Cela la place largement dans le sillon des réactions américaines et françaises. Les Etats-Unis, tout en critiquant l’Iran pour n’avoir pas cessé l’enrichissement, n’a pas rejeté la proposition sur le champ.

« Les diplomates continuent de l’étudier », a dit une porte-parole de la Maison Blanche, Dana Perino. « Nous y travaillons avec nos alliés.»

Le président George W. Bush a téléphoné à Merkel jeudi pour discuter de l’Iran et du Liban; on ne sait pas s’il lui a parlé avant qu’elle ne fasse cette déclaration publique sur l’Iran.

Téhéran risque de possibles sanctions de l’ONU s’il continue ses travaux d’enrichissement après le 31 août, la date limite décidée par le Conseil de Sécurité.

Les Etats-Unis et l’Europe ont offert à Téhéran la possibilité d’une aide américaine à un programme nucléaire civil, mais uniquement si l’Iran cessait ses travaux d’enrichissement. L’Iran insiste sur le fait que son programme visait à produire de l’énergie nucléaire civile.

Une conférence de presse à Paris du Conseil national de la résistance iranienne, qui cherche à renverser le gouvernement iranien actuel, semble avoir été planifiée pour exercer un maximum de pression sur Téhéran avant la date limite de l’ONU. Le groupe a fourni des informations précises sur des activités nucléaires iraniennes secrètes, ainsi que d’autres qui n’ont pas été confirmées par la suite.

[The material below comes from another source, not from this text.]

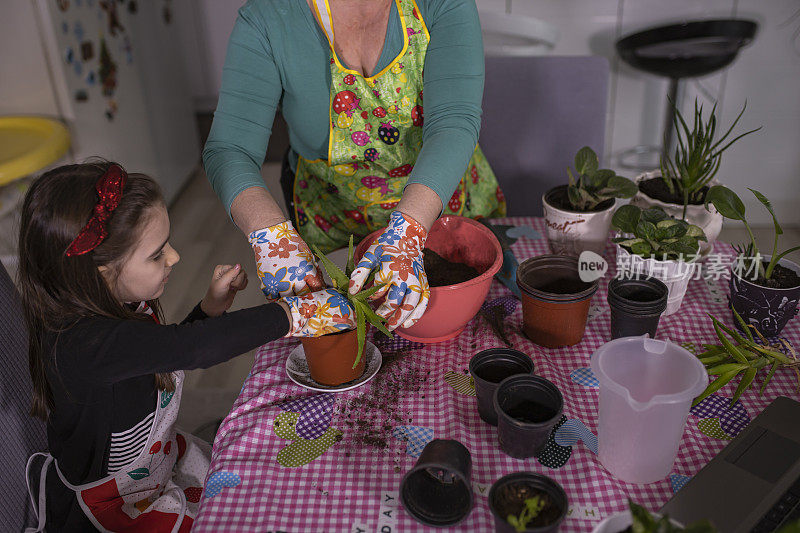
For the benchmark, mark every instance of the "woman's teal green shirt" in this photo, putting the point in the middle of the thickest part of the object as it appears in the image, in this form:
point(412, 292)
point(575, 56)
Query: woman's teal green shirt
point(278, 56)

Le groupe a dit jeudi que l’Iran avait construit au moins 15 centrifugeuses P-2 et qu’il en aura des centaines d’autres l’an prochain, a rapporté Reuters depuis Paris. Cela lui permettra d’accélérer sérieusement sa production de combustible nucléaire.

Un porte-parole du groupe d’opposition en exil, Mohammad Mohadessine, a indiqué que Téhéran fabriquait des centrifugeuses dans un site secret géré par l’Iran Centrifuge Technology Co.

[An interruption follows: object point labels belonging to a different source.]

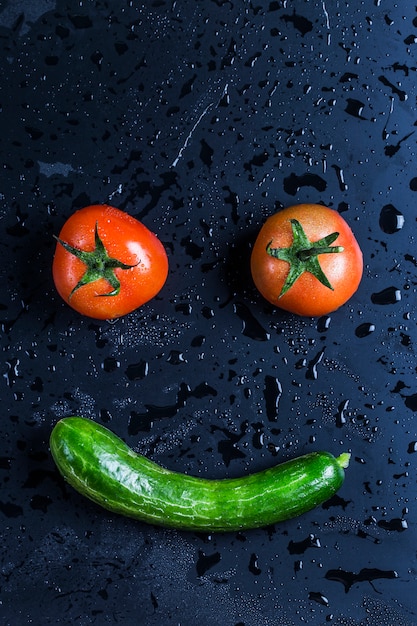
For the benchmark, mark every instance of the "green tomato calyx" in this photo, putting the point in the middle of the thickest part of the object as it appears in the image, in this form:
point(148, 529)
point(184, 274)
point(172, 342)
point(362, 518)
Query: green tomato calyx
point(302, 256)
point(98, 265)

L’exactitude de cette information n’a pas pu être vérifier dans l’immédiat. L’Iran a rejété les allegations précédentes.

Il a confirmé que l’utilisation de centrifugeuses P-2 marquerait une avancée notable de l’utilisation par l’Iran d’un réseau de 164 centrifugeuses plus anciennes P-1, rapportées en avril.

L’Iran avait souligné par le passé avoir cessé ses travaux sur la technologie des P-2 il y a trois ans. Mais des analystes nucléaires occidentaux pensaient que l’Iran menait un programme parallèle en secret, utilisant la technologie développée par A.Q. Khan, l’ingénieur nucléaire pakistanais renégat.

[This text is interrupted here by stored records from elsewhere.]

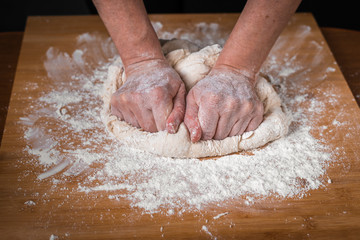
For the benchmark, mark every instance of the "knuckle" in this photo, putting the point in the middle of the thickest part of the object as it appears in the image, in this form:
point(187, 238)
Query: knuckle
point(248, 106)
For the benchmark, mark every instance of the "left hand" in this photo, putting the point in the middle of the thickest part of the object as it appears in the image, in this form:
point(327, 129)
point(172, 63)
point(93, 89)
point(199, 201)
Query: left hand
point(222, 104)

En avril, le président Mahmoud Ahmadinejad avait dit que l’Iran menait des recherches sur des P-2. Les centrifugeuses, en tournant à une vitesse extrêmement élevée, peuvent concentrer l’élément clé de l’uranium, l’uranium-235, utilisé dans les réacteurs ou dans les armes atomiques.
Mohadessine, le porte-parole du groupe d’opposition, a aussi déclaré que l’Iran augmentait son stock de centrifuges P-1 et avait accéléré ses travaux sur le réacteur à eau lourde nucléaire d’Arak qui peut produire du plutonium pour une bombe.

L’Iran a dit mardi qu’il était prêt à des “négociations sérieuses” sur la question avec les membres permanents du Conseil de Sécurité et l’Allemagne. Mais il a signifié son refus de suspendre ses travaux nucléaires, suspension jugée inacceptable.